Did you know? Sometimes the Disc Method leads to a very difficult integral, but the Shell Method makes it super easy. Always look at your region first to decide which one is "friendlier"!

Key Takeaway: Shells are vertical layers (like an onion); Discs are flat slices (like a cucumber). Use Shells when rotating around the y-axis if the function is given as \(y = f(x)\).

3. Surface Area of Revolution

If you wanted to wrap a gift that is shaped like a vase (a curve rotated around an axis), how much wrapping paper would you need? This is the Surface Area of Revolution.

The "Ribbon" Analogy

Imagine the surface is made of many tiny ribbons wrapped around the shape. The length of each ribbon is the circumference (\(2\pi r\)), and the width of the ribbon is a tiny piece of the arc length we calculated earlier!

The Formulas (Rotation about the x-axis)

For a curve \(y = f(x)\) rotated about the x-axis:
\(S = \int_{a}^{b} 2\pi y \sqrt{1 + (\frac{dy}{dx})^2} dx\)

The Formulas (Rotation about the y-axis)

For a curve \(y = f(x)\) rotated about the y-axis:
\(S = \int_{a}^{b} 2\pi x \sqrt{1 + (\frac{dy}{dx})^2} dx\)

Memory Trick:
The formula is always \(\int 2\pi (\text{radius}) \times (\text{arc length element})\).
• If rotating about the x-axis, the radius is the height \(y\).
• If rotating about the y-axis, the radius is the distance \(x\).

Common Mistakes to Avoid:
1. Mixing up the radius: Double-check if you are rotating around the \(x\) or \(y\) axis before picking \(x\) or \(y\) for the radius.
2. The "Square Root" part: This is the same part used in the Arc Length formula. If you've already found the arc length, you're halfway there!

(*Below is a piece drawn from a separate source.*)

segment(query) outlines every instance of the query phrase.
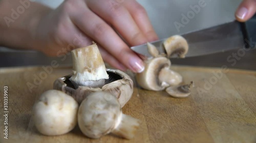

Key Takeaway: Surface area is just adding up the circumferences of all the "ribbons" that make up the outside of the shape.

Summary Checklist for Students

• Arc Length: Can I find \(\frac{dy}{dx}\) and plug it into the Pythagoras-based integral?
• Volumes: Do I know the difference between a Disc (perpendicular slice) and a Shell (parallel layer)?
• Surface Area: Can I identify the correct radius (\(x\) or \(y\)) based on the axis of rotation?
• Integration Skills: Am I comfortable with integration techniques like substitution or by parts? (You'll need them for these complex formulas!)

Final Encouragement: These formulas look intimidating, but they are just tools. Practice identifying which "tool" fits the problem, and the math will follow!